Hill 'n' Dale Farms
- Company type: Private
- Industry: Equine
- Founded: 1960
- Founder: John Sikura Jr.
- Headquarters: King, Ontario, Canada
- Key people: John G. Sikura (co-owner and head of US operations) R. Glenn Sikura (co-owner and head of Canadian operations)
- Services: Horse breeding and racing
- Website: www.hillndale.ca

= Hill 'n' Dale Farms =

North American race horse breeding farm

Hill 'n' Dale Farms is a thoroughbred race horse breeding farm with operations in Canada and the United States. The Canadian farm is located in King, Ontario.

==History==
Hill 'n' Dale was founded in 1960 in Ontario, Canada, by Czechoslovak immigrant John Sikura Jr. Following John's death in an automobile accident in 1994, Hill 'n' Dale's American and Canadian operations were taken over by sons John G. Sikura and R. Glenn Sikura, respectively.

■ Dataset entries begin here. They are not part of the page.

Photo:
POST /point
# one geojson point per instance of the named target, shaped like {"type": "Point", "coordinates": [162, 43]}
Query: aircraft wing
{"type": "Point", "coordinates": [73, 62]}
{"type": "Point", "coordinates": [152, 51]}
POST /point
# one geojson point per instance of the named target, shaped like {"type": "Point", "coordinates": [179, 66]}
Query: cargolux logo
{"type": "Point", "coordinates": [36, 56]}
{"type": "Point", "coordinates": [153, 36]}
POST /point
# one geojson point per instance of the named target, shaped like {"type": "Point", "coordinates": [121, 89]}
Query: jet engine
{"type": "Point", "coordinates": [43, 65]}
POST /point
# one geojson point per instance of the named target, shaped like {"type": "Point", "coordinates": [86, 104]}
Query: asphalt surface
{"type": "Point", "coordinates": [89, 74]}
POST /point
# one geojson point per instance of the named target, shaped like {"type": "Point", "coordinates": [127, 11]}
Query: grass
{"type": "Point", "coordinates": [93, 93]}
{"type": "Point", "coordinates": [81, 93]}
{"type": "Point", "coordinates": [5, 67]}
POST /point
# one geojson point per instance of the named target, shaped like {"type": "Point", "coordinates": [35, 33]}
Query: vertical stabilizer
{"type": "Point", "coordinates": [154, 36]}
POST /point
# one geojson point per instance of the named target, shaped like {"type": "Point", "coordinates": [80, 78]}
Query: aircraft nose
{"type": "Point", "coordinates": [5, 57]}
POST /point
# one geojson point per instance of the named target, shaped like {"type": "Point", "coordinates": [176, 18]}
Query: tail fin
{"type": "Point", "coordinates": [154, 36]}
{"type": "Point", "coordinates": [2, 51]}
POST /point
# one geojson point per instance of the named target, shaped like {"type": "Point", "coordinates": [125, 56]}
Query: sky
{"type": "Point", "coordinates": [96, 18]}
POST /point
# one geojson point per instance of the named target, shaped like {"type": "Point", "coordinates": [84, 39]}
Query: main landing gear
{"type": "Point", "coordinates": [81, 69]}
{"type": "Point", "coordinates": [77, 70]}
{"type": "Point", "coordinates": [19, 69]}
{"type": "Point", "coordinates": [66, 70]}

Notable broodmares that have resided at Hill 'n' Dale include Horse of the Year Azeri, 1999 Champion 3-Yr-Old Filly Silverbulletday, 1991 Canadian Triple Crown champion Dance Smartly, and Better Than Honour, the mother of Belmont Stakes winners Jazil and Rags to Riches. In 2007, Azeri gave birth to a chestnut colt by another Horse of the Year, A. P. Indy.

The old Hill 'n' Dale farm in Lexington, Kentucky (640 N Yarnalton Pike) is the burial place of Triple Crown winner Seattle Slew.

Hill 'n' Dale closed its Lexington operations in October 2020 (now as Don Alberto Farms) and the entire roster of horses was moved to Xalapa Farm in Paris, which John G. Sikura purchased in 2019. The operation is now referred to as "Hill 'n' Dale at Xalapa".